The study was launched at a time when LLG policies and practices are viewed as crucial parts of current policy initiatives around validation of learning and the Pillar of Social Rights (features 1 and 4). The aim was to:
- Look at how these policies and practices could be promoted by the Commission providing an evidence base for priority-setting;
- Improve organisational knowledge and support dialogue with stakeholders on LLG and, more widely, skills strategies; and
- Identify potential, relevant EU interventions in the area of LLG.
The study has a forward-looking aspect and provides proposals and directions for the new Commission after 2020.
Approach to the study
A mixed methods study was undertaken to gather, analyse and synthesise evidence on LLG policy and practices in the EU. A literature review was undertaken alongside 30 indepth interviews with experts in the field from across the EU. To extend the evidence base, two one-day expert workshops were held to explore current practice and review findings, respectively. Altogether 72 experts from across the EU contributed to this study. Whilst some individuals contributing to the study represented EU level organisations, individuals from 23 EU member states also contributed.
Setting the context
Terms like work and career have undergone significant changes in meaning, reflecting social, technological and economic changes that make the contemporary labour market more dynamic and complex (e.g. Cedefop, 2014, 2016a). Career pathways have become more diverse with individuals experiencing several transitions over the life-course. LLG and career guidance define processes and activities that support individuals to make decisions or informed choices about their education, training and work pathways. Career guidance often takes place at transition points for an individual and can be regarded as reactive. LLG, however, takes a more proactive, lifelong perspective towards career. It is a process that individuals can engage with throughout their lives and encompasses the development of strategies, competences and skills to manage transitions (Cedefop, 2005, 2011; Council of the European Union, 2004, 2008; OECD 2004a, 2004b). A key feature of the process is to ensure that every individual achieves their potential, so a strong social justice element is implicit.
LLG systems in the EU
EU member states have aspirations to develop more comprehensive LLG systems, but are often hampered by divisions between contexts and uncertainties for how to deal with issues of professionalisation and the relationship with more informal guidance support in education, training and employment. Also, institutional path dependence means some institutions which also provide guidance may feel constrained by past decisions, their structures and cultures to act in ways which may be difficult to align fully with the practices of other players.
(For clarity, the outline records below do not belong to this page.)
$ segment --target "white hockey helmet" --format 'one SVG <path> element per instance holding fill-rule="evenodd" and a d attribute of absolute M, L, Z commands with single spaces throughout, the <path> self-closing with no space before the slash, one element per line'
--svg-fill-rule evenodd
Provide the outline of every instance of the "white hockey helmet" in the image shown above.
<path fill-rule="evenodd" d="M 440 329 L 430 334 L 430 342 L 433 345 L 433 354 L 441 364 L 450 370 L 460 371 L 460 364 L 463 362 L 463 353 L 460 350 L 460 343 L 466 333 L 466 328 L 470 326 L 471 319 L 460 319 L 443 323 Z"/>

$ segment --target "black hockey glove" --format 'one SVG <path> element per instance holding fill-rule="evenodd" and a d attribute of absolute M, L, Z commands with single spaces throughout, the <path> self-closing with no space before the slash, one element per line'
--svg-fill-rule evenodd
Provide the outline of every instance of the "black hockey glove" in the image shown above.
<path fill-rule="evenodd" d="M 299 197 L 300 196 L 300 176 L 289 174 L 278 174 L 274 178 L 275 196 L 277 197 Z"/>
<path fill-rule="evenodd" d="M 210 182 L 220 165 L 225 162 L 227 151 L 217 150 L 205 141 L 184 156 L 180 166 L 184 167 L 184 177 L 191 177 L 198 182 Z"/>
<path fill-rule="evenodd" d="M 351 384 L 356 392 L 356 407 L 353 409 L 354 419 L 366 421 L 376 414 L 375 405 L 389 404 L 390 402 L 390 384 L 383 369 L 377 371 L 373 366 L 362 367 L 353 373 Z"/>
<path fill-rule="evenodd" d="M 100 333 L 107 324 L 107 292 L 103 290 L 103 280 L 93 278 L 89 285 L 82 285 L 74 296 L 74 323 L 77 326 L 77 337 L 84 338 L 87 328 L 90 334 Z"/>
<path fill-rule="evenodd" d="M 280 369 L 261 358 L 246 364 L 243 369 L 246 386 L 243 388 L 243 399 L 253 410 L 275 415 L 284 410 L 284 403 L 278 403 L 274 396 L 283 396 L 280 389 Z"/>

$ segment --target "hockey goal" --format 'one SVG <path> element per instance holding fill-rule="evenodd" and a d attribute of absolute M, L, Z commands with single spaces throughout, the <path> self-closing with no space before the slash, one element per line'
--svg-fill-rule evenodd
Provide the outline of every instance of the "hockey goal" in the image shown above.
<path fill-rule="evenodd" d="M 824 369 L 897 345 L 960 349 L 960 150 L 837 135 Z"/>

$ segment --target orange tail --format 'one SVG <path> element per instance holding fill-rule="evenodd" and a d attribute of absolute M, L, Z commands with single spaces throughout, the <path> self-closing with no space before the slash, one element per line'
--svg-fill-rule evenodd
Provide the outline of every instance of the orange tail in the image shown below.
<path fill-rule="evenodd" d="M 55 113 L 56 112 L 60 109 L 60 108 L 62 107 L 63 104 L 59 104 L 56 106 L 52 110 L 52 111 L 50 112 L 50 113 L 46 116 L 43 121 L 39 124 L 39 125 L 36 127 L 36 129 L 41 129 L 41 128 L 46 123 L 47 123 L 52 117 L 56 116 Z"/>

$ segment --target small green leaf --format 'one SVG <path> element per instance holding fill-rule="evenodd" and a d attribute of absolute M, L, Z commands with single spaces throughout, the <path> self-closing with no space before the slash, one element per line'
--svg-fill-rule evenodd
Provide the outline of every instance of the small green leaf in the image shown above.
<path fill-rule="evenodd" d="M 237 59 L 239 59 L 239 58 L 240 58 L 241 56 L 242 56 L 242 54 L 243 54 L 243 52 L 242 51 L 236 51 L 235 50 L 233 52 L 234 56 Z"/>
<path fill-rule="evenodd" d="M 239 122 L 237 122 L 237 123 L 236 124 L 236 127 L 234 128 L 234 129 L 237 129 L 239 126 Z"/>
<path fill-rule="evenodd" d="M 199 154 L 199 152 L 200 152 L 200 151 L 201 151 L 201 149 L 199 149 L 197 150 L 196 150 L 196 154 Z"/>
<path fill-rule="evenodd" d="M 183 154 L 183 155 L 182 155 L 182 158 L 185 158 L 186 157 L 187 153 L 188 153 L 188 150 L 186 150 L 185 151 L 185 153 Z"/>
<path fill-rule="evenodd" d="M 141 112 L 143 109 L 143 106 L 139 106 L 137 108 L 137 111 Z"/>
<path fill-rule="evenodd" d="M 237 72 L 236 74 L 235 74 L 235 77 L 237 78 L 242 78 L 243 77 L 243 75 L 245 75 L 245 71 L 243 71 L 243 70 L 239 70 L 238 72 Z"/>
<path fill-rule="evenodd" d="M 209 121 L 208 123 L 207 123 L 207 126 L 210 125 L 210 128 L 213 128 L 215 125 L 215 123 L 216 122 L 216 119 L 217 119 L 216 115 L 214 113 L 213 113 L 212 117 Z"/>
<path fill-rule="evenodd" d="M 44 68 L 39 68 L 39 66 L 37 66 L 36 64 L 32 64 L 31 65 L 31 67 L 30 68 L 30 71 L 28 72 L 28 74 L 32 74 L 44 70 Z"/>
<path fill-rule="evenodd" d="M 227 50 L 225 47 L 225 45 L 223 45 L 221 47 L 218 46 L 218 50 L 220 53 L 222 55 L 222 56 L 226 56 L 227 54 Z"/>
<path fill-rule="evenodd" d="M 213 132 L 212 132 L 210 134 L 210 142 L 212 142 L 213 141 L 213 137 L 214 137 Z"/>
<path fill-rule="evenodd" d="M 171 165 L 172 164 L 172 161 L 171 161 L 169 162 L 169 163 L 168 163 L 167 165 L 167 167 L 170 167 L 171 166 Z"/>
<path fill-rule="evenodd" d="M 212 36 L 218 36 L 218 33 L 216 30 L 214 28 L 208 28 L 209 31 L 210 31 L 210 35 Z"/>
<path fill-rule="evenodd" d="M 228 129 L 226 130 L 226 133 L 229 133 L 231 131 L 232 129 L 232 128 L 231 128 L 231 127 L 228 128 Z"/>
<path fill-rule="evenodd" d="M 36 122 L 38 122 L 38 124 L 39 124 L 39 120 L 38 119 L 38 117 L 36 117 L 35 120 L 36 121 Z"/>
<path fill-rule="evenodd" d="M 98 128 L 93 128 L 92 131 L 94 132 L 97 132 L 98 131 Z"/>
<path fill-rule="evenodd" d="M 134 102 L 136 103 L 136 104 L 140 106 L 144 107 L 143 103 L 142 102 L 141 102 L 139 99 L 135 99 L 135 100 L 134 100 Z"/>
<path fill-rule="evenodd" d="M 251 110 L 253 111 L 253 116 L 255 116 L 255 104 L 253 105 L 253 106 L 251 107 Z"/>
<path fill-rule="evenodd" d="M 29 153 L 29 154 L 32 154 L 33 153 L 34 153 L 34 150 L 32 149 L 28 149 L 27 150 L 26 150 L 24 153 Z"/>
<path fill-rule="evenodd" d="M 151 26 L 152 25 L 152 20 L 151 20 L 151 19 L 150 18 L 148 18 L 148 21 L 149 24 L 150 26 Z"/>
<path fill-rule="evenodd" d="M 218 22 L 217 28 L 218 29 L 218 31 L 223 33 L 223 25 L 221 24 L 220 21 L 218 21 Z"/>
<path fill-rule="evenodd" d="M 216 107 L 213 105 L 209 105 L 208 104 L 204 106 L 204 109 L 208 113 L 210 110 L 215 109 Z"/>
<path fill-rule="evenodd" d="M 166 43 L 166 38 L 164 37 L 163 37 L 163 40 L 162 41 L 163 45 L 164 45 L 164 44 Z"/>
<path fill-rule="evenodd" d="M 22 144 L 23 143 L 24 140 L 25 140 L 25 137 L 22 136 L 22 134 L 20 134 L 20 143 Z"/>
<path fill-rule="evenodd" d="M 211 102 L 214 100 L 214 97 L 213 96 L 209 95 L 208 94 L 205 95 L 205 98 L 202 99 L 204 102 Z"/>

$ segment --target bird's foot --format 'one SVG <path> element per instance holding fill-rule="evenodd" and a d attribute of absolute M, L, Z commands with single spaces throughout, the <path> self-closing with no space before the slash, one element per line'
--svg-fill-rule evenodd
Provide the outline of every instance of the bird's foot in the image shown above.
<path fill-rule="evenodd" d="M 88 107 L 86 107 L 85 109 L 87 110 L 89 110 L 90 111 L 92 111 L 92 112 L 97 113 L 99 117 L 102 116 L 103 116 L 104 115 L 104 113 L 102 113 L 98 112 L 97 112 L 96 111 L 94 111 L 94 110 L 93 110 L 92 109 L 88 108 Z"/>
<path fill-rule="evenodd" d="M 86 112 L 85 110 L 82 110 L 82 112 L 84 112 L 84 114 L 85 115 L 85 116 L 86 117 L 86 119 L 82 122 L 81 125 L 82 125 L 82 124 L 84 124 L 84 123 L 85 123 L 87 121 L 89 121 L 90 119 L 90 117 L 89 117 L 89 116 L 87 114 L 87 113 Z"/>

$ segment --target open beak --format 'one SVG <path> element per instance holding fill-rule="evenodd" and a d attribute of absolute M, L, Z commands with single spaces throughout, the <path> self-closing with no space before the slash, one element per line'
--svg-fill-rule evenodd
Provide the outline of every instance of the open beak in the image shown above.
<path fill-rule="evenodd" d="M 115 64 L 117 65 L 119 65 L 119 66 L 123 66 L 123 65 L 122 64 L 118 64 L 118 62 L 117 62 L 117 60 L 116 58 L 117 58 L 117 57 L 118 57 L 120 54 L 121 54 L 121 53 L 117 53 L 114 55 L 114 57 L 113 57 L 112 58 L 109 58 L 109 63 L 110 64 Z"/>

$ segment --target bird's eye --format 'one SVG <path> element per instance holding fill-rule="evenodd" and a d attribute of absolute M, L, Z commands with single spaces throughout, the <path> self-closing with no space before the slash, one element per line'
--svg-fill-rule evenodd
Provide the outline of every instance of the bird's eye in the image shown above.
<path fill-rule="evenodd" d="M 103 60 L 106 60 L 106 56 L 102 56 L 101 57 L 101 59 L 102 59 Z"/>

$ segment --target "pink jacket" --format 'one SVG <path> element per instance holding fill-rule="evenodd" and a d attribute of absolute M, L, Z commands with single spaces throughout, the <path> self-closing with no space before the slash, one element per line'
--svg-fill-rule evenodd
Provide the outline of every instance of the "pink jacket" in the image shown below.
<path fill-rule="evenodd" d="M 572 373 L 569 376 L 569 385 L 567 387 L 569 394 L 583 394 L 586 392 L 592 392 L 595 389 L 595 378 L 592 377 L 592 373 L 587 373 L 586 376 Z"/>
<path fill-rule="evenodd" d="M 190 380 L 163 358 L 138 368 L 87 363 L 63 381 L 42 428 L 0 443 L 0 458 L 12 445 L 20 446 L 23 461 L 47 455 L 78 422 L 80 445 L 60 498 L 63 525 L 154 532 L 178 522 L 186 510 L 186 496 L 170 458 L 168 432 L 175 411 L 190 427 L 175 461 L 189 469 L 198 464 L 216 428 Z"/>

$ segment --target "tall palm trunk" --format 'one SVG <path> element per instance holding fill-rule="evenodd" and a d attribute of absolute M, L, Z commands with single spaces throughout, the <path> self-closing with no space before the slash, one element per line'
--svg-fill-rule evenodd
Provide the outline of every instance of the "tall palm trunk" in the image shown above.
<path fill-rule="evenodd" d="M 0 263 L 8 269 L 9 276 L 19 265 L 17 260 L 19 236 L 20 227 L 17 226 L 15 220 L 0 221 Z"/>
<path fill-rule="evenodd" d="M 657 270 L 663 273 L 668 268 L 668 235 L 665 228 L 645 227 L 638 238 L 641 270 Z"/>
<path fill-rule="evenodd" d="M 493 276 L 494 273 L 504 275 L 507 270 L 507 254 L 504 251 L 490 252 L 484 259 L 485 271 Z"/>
Based on analysis of the evidence from the literature, interviews and workshop
discussions, 11 key features of LLG systems have been identified. The features were identified through an inductive analysis of the evidence of theory, policy and practice from the last 10 years or so and used to create an analytical framework. This framework enabled each feature to be explored to develop an understanding of how it is implemented or operationalised within different national contexts across the EU.